Perception.AI is a text-to-image project, in which Stack GAN has been implemented from scratch. It takes in image caption as an input, and the GAN model generates a corresponding image. This is a collaborative project by Anshika Gupta, HarshVardhan Goyal, Meghana Sarikonda, and Vishnu M.
Link to medium article: https://medium.com/@Anshika-Gupta/perception-ai-9630359e42dd
Automatic synthesis of realistic images from text would be interesting and useful, and we could witness some AI systems in recent years such as GAN-INT-CLS, which is an RNN encoder with GAN decoder that came out in 2016 was the first paper to propose the Idea of text to image using generative adversarial modeling. However, in recent years generic and powerful recurrent neural network architectures have been developed to learn discriminative text feature representations. Meanwhile, deep convolutional generative adversarial networks (GANs) have begun to generate highly compelling images of specific categories, such as faces, album covers, and room interiors, such as GAWWN, StackGANs, etc.
In this project, we propose to implement a text-to-image adversarial generative model that allows attention-driven, multi-stage refinement for fine-grained text-to-image generation.

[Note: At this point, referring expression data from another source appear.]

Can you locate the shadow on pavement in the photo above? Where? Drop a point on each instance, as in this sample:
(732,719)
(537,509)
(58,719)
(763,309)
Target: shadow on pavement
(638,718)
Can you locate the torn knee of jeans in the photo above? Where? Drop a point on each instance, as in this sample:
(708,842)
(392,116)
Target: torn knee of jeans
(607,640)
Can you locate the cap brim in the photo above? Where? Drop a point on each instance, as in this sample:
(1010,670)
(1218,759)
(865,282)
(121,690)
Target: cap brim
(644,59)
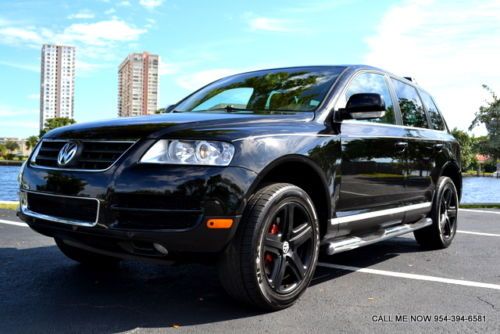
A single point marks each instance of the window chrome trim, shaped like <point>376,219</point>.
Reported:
<point>379,213</point>
<point>33,157</point>
<point>23,199</point>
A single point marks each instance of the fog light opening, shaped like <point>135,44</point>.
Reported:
<point>160,249</point>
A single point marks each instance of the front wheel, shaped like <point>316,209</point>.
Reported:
<point>444,216</point>
<point>272,258</point>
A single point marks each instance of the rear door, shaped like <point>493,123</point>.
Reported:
<point>373,158</point>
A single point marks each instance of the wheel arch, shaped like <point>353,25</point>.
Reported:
<point>301,172</point>
<point>452,170</point>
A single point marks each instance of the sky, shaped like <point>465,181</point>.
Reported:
<point>450,47</point>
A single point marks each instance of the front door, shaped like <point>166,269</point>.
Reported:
<point>373,160</point>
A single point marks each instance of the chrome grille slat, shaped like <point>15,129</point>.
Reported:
<point>95,155</point>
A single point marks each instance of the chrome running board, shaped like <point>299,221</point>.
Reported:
<point>349,243</point>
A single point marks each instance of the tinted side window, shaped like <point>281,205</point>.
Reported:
<point>412,111</point>
<point>371,83</point>
<point>437,122</point>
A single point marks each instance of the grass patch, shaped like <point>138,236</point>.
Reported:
<point>8,206</point>
<point>481,206</point>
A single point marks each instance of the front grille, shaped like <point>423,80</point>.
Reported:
<point>93,155</point>
<point>72,209</point>
<point>137,219</point>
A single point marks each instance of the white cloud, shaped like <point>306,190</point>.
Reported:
<point>168,68</point>
<point>100,33</point>
<point>27,67</point>
<point>150,3</point>
<point>450,47</point>
<point>271,24</point>
<point>9,111</point>
<point>18,36</point>
<point>95,34</point>
<point>198,79</point>
<point>83,14</point>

There is a serious predicament of class imbalance in Artificial Intelligence and with Perception.AI, we aim to solve this problem by generating images for rare classes which otherwise occur infrequently, or not at all.
We used the Caltech-UCSD Birds 200 (CUB-200) dataset. It is an image dataset with photos of 200 bird species (mostly North American).
With approximately 12 thousand images and one bounding box per image for object detection, it also has 10 captions corresponding to each image.
We took StackGAN as our baseline model
and implemented it from scratch. Read paper here.
A setback about StackGANs is that only a single sentence embedding is used as an input therefore there is no word-level association between the sentence and the image. Therefore, we researched further and switched to AttnGAN for an improved model. Read paper here.
With a novel attentional generative network, the AttnGAN can synthesize fine-grained details at different subregions of the image by paying attention to the relevant words in the natural language description. In addition, a deep attentional multimodal similarity model is proposed to compute a fine-grained image-text matching loss for training the generator.
We deployed our model on the web. Here is the technical architecture:
The user can enter the description of a bird in the text box, that the user wants an image of. Our model generates a corresponding image of the bird description as provided by the user.
Here is an example:
The user inputs a bird description, and hits the generate button.
Voila! Our model generates the desired image.
The proposed AttnGAN significantly outperforms the previous state-of-the-art, boosting the best-reported inception score by 14.14% on the CUB dataset. It shows that the layered attentional GAN is able to automatically select the condition at the word level for generating different parts of the image. The experimental results show that, compared to previous state-of-the-art approaches, the AttnGAN is more effective for generating complex scenes due to its novel attention mechanism that catches fine-grained word level and sub-region level information in text-to-image generation.